昨日、娘とBunkamuraオーチャードホールで、NYCBの来日公演を見に行きました。

13年前の2000年にもNYCBのおなじくオーチャードホールでの公演を見に行っていた事が思い出されました。

日本に居ながら、あの臨場感が味わえるのは素晴らしい事ですね・・

NYCBといえば、バランシンとロビンスですが、なかでもバランシンはアメリカのモダンバレエの功績を残した人物です。

それまで、バレエは文学(物語)や美術(装置・衣装)があって始めて確立しえた総合芸術でした。

今世紀半ばから後半にかけて抽象バレエというジャンルを遺したバランシンは、革新的な振付家として知られています。世界的なダンサー、バリシニコフやヌレエフも彼を尊敬し、崇拝したといいます。

アートを巡る旅

アートを巡る旅

アートを巡る旅

1904年、ジョージ・バランシンは帝政末期のロシアの首都サンクト・ペテルブルグに生まれ、帝室舞踊学校に学びます。革命直後にダンサー・振付師として活動し、やがてセルゲイ・ディアギレフに見出されます。結核を闘病しながら、ヨーロッパを点々とする雇われバレエマスターの日々を経て、アメリカにバレエを根付かせたいと思うデパート王のリンカーン・カースティの誘いを受けて渡米します。世界恐慌や戦争を経て、アメリカはさらに経済繁栄に突き進んでいきます。NYの町も芸術の新しい息吹に目覚め、既存なものからの脱却、抽象芸術(ポロック等)やシュールレアリストを中心とした芸術が台頭していきます。

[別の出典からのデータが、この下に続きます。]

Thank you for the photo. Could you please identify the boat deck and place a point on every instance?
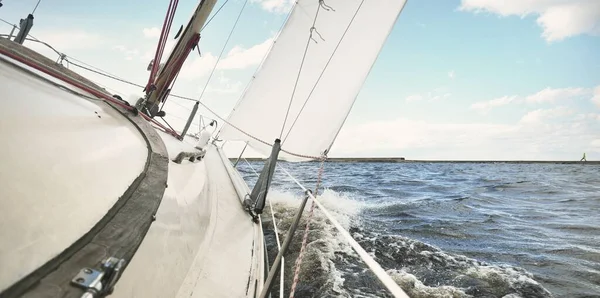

新しい芸術を受け入れる下地が、バランシンやカースティンの狙いにまさに追い風になります。

流行を作る事は、時代よりも半歩リードする事が鍵となるのですが、新しいことを理解できない評論家からの逆風にも耐えて、バランシンはNYCBを世界に認められるバレエ団として確立させました。

バランシンのバレエは目で見る音楽だとも形容されます。

まさに、音楽に合わせて表現するのではなく、身体の動きから音楽そのものを描き出す

まさに抽象芸術だともいえます。

私が感じたことは。NYCBのダンサー達のシンプルなレオタード姿は、躍動する肉体そのものを感じることが出来て、舞台そのものを楽しめました。

2000年にも見た代表作のウエストサイドストーリーを見れて感激でした。